Selam verdim ve Rabbim'e dua etmeye başladım. Duamı bitirdikten sonra seccademi ve üzerimi değiştirdim. Uykum tamamen kaçmıştı ve ben de bunu fırsata çevirmeye karar verdim. Bugünkü ders programıma baktım ve hemen bugünkü ders defterlerimi çantama koydum. Ardından giyeceğim kıyafetimi seçtim ve en son su yeşili tuniğimde ve beyaz bol paçalı etekli pantolonumda karar kıldım ve giymeye başladım. Sabah saat 09:00' da dersim vardı ve ben hemen hemen hazır sayılırdım. Sadece başörtüm kaldı. Başörtüsü olarak da pudra pembesi rengi şalımı taktım başıma. Ve artık hazırdım. Saate baktığımda saatin 07:45 olduğunu gördüm ve hemen gidip Buğlem'i uyandırmaya çalıştım.
"Buğlem? Buğlem?! Buğlem!"
"Ya ne var kızım yaa" "Senin dersin var mı sabah? "Dur bir bakayım." "Yok. Niye ki?" "Benim var da düşündüm ki eğer senin de dersin varsa beraber gidelim." "Hee. Yok canım benim bugünkü derslerim öğleden sonra başlıyor." "Tamam o zaman ben çıkıyorum. Okulda görüşürüz o zaman." "Tamam."

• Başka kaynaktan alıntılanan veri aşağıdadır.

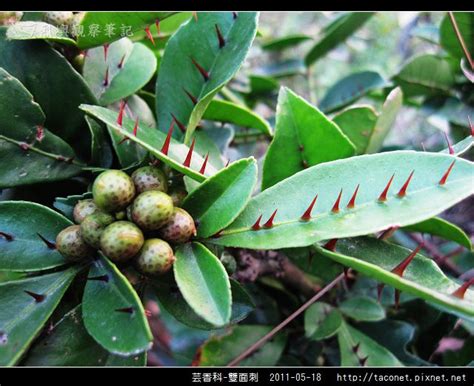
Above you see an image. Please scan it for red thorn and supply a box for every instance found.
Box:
[379,173,395,202]
[215,24,225,48]
[392,243,423,277]
[199,152,209,174]
[191,57,209,82]
[347,184,360,209]
[331,189,342,213]
[451,278,474,299]
[161,121,174,155]
[301,195,318,221]
[438,160,456,185]
[397,170,415,198]
[183,138,196,168]
[170,113,186,133]
[252,215,262,231]
[145,25,155,45]
[263,209,278,228]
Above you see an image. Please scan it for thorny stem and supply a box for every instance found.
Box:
[227,273,344,367]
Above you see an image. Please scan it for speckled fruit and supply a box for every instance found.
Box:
[72,199,99,224]
[100,221,144,263]
[56,225,94,262]
[81,212,115,249]
[135,239,175,275]
[92,170,135,212]
[132,190,173,231]
[132,166,168,193]
[160,208,196,243]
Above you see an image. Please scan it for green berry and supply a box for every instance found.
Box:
[132,190,173,231]
[160,208,196,243]
[132,166,168,193]
[72,199,99,224]
[56,225,94,261]
[100,221,143,263]
[135,239,175,275]
[92,170,135,212]
[81,212,115,249]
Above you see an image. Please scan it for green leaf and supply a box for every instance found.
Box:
[7,21,76,46]
[0,268,77,366]
[0,67,81,188]
[82,256,152,356]
[317,237,474,319]
[83,38,156,105]
[156,12,257,143]
[80,105,216,182]
[394,54,455,97]
[202,99,272,136]
[208,151,474,249]
[339,296,385,322]
[319,71,387,113]
[338,322,403,366]
[0,201,72,271]
[262,87,355,190]
[304,302,342,340]
[199,325,286,366]
[183,158,257,237]
[77,12,174,49]
[304,12,375,66]
[173,243,232,327]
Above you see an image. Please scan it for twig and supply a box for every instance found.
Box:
[227,273,344,367]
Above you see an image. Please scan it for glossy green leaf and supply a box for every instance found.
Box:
[82,257,152,355]
[183,158,257,237]
[304,302,342,340]
[209,151,474,249]
[81,105,216,182]
[173,243,232,327]
[319,238,474,319]
[156,12,257,143]
[202,99,272,136]
[304,12,374,66]
[338,296,385,322]
[199,325,286,366]
[0,268,77,366]
[262,88,355,190]
[0,201,72,271]
[7,21,76,46]
[338,323,403,366]
[319,71,387,113]
[77,12,174,49]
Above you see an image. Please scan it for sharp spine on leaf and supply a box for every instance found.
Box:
[397,170,415,198]
[438,160,456,185]
[191,57,209,82]
[183,138,196,168]
[301,195,318,221]
[378,173,395,202]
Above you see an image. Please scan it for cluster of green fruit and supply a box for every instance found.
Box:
[56,166,196,275]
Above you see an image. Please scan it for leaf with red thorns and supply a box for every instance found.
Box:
[183,138,196,168]
[347,184,360,209]
[397,170,415,198]
[263,209,278,228]
[438,160,456,185]
[301,195,318,221]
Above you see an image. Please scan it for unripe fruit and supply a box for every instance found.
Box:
[81,212,115,249]
[132,190,173,231]
[160,208,196,243]
[92,170,135,212]
[56,225,94,262]
[100,221,144,263]
[132,166,168,193]
[72,199,99,224]
[135,239,176,275]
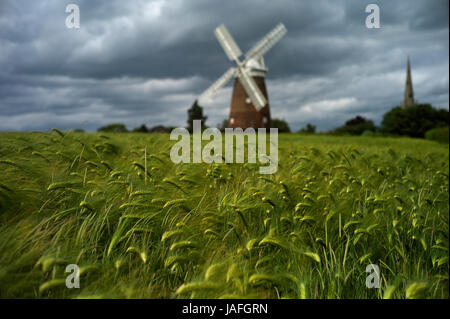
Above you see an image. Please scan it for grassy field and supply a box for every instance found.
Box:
[0,131,449,298]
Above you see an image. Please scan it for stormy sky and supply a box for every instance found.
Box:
[0,0,449,131]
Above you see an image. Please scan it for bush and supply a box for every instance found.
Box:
[272,119,291,133]
[425,126,449,144]
[330,115,376,135]
[381,104,449,137]
[97,123,128,133]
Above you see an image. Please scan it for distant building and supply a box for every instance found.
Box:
[402,57,416,108]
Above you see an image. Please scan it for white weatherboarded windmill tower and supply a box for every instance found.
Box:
[199,23,287,129]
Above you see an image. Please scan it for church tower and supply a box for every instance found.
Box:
[402,57,415,108]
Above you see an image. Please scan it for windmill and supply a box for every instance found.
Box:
[199,23,287,129]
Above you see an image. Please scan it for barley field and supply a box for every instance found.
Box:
[0,130,449,299]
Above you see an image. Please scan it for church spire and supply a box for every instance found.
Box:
[402,56,415,108]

Odadan çıkıp benim odama gittim ve odamdan çantamı, telefonumu aldım. Anlaşılan bugün otobüsle gidecektim okula. Otobüs derken istanbul kartım aklıma geldi birden. Hemen çantamı kontrol ettim, bulamayınca çalışma masamın çekmecesine baktım ve orada olduğunu görünce gülümsedim tabi bu bir rahatlama gülümsemesiydi. Her şeyimin tamam olduğuna emin olduktan sonra ayakkabılıktan beyaz converse'lerimi de giydim ve anahtarlarımı da aldım ve evden çıktım. Ardından durakta otobüsümü beklemeye başladım. Bir iki dakika sonra siyah bir taksi durağın önünde durdu ama ben hiç oralı olmadım. Ardından taksinin camı açılınca içeridekinin bana seslendiğini ve arabadaki kişinin Kerem olduğunu farkettim. Kısa çaplı bir şokun ardından kendime geldim ve ne dediğini duymak için arabaya doğru yaklaştım. "Seni böyle duraklarda da mı görecektim." "Evet. Ne oldu? Beğenemedin mi?" "Yok. Bir şey demedim. Hadi gel belli ki okula gidiyorsun. Ben bırakabilirim eğer istersen." "Gerek yok. Ben kendim de gidebilirim. Heh otobüs de geldi." "İyi sen bilirsin. Hoşçakal o zaman." Dediğine karşılık olarak başımı aşağı yukarı salladım. Ardından otobüse el kaldırdım, durduktan ve kapılar açıldıktan sonra bindim ve istanbul kartımı bastım. Son bir basışım olduğunu gördüğümde iyiki akıllılık edip yanıma para aldığıma şükrettim. Okulda doldururdum artık. Bu arada ben size kendimi tanıtmadım değil mi? O halde başlayayım. Ben Sıla Aydoğdu. İstanbul Üniversitesi İlahiyat Fakültesi'nde okuyorum ve hali hazırda oraya doğru gidiyorum şu anda. Memleketim Denizli. Ailem yani annem, babam ve benden 2 yaş küçük olan erkek kardeşim Emir Denizli'de. Emir lise son sınıf öğrencisi olduğu için aynı benim de zamanında yaptığım gibi üniversiteye yavaştan hazırlanıyor. O da buraya gelmek istiyormuş. Halbuki ben babamı bilmez miyim? Sırf ben burada erkeklerle dolu bir ortamdayım diye kardeşimi de buraya gönderiyor ki bana sahip çıksın. Ama göreceğiz bakalım kim kime sahip çıkıyor...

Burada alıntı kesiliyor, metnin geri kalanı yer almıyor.